Skip to main content
Rollout traces live in a SQLite/Turso database (traces/v3/synth_ai.db). The uvx synth-ai filter command turns those traces into SFT-ready JSONL samples that match the schema used by validate_jsonl_or_raise. Need CLI specifics? See Filter Traces for flag-by-flag details.

Example filter config

[filter]
db = "traces/v3/synth_ai.db"
output = "ft_data/crafter_image_only_sft.jsonl"

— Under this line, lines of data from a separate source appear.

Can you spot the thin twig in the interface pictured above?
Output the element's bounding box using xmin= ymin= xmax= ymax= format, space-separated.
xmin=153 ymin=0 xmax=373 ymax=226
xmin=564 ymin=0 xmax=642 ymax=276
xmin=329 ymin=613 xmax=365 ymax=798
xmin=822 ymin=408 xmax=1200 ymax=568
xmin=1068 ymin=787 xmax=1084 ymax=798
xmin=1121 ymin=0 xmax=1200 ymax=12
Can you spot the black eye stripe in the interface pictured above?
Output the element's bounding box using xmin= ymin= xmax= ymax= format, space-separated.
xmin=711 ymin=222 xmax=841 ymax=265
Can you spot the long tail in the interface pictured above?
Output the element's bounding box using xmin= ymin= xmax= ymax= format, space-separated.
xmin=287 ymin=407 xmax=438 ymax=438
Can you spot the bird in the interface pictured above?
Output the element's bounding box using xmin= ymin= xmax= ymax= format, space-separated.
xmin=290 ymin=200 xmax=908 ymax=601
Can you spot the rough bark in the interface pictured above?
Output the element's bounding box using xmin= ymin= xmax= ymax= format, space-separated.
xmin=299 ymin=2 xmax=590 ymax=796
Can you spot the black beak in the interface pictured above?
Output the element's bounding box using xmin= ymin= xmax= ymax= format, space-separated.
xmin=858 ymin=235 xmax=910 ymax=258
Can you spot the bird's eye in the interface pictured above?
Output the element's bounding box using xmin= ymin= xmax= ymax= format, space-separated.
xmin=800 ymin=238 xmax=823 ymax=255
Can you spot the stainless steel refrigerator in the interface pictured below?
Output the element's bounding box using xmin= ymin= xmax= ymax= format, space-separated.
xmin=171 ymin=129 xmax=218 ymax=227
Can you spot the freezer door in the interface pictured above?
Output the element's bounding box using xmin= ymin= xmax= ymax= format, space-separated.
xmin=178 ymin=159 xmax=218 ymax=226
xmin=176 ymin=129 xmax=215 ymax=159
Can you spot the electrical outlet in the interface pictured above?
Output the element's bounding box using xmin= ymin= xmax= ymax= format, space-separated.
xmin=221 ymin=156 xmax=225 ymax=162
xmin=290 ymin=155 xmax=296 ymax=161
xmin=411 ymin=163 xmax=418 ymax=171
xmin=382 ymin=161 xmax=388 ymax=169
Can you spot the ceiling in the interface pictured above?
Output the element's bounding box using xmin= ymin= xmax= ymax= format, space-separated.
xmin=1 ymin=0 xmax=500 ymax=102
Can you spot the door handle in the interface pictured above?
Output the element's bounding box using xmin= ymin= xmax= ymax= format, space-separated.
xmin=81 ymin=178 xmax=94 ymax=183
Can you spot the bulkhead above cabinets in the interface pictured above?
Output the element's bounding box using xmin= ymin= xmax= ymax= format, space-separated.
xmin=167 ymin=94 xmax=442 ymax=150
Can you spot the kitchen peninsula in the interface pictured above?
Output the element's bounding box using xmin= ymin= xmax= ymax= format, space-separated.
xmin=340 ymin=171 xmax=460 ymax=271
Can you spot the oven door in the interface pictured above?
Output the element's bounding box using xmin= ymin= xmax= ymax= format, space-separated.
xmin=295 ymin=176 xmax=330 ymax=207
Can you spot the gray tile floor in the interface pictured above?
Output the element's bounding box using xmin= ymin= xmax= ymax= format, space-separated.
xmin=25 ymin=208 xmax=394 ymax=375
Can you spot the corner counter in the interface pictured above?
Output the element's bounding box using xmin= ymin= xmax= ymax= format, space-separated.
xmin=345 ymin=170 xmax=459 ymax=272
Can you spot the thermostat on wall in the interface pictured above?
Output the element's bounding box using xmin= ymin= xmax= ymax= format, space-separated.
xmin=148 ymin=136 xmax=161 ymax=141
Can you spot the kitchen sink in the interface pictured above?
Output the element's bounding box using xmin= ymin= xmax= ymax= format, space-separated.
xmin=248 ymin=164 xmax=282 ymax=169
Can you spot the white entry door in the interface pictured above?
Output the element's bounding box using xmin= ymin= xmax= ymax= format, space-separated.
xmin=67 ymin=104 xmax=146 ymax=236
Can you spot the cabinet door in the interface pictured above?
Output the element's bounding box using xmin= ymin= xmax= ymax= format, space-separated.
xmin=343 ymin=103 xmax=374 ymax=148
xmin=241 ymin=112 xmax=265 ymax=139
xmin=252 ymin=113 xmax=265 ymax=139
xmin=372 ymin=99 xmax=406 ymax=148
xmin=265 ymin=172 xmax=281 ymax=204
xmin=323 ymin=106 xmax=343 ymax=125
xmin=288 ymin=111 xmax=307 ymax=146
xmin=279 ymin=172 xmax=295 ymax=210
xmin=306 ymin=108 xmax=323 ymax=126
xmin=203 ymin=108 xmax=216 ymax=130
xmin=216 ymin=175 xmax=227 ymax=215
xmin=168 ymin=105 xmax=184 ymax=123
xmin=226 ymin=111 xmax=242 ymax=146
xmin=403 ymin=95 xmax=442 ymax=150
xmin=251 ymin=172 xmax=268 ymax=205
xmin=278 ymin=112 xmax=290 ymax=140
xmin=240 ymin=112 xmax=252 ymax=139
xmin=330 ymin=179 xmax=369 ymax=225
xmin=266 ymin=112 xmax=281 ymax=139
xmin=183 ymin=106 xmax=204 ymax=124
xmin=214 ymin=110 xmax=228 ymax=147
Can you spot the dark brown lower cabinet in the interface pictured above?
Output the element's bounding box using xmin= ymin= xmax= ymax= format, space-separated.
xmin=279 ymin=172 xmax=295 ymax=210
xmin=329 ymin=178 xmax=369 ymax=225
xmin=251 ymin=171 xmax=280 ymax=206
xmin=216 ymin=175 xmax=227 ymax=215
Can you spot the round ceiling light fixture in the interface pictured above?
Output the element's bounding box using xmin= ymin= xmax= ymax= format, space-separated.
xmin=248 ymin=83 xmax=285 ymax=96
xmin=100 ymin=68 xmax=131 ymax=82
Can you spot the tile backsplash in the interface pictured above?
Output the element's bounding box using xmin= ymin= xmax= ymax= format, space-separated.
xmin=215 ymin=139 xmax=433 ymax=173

# Only keep episodes with a positive official score
min_official_score = 0.01

# Optional selectors
splits = ["train"]
task_ids = ["crafter_classic_procedural"]
models = ["Qwen/Qwen3-4B"]
min_judge_scores.primary = 0.7
limit = 500
Save this as configs/filter.toml (the repository ships examples under examples/task_apps/**/filter_sft_dataset.toml).

Run the filter

uvx synth-ai filter \
  --config configs/filter.toml
The command:
  1. Validates the TOML via FilterConfig (fails fast if fields are missing or mis-typed).
  2. Reads candidate sessions from the trace database (local file path or sqlite+aiosqlite:// URL).
  3. Applies score, metadata, and model filters.
  4. Writes SFT records to the output path—one JSON object per line with messages[], optional tools[], and metadata.
All filtering happens client-side, so you can iterate quickly without re-running rollouts.

Inspect the output

head -n 1 ft_data/crafter_image_only_sft.jsonl | jq
Each record contains system, user, and assistant messages plus any tool calls captured during the rollout. Before launching training jobs, run a validation pass:
uvx synth-ai train \
  --type sft \
  --config configs/train.toml \
  --dataset ft_data/crafter_image_only_sft.jsonl \
  --no-poll
The --no-poll flag returns immediately after validation—perfect for agents that want to gate subsequent steps on clean data. When you’re ready to launch a full run, refer to Launch Training Jobs. Tip: the CLI automatically loads secrets from the .env written during setup. Use --env-file only when you need to point at an alternate environment.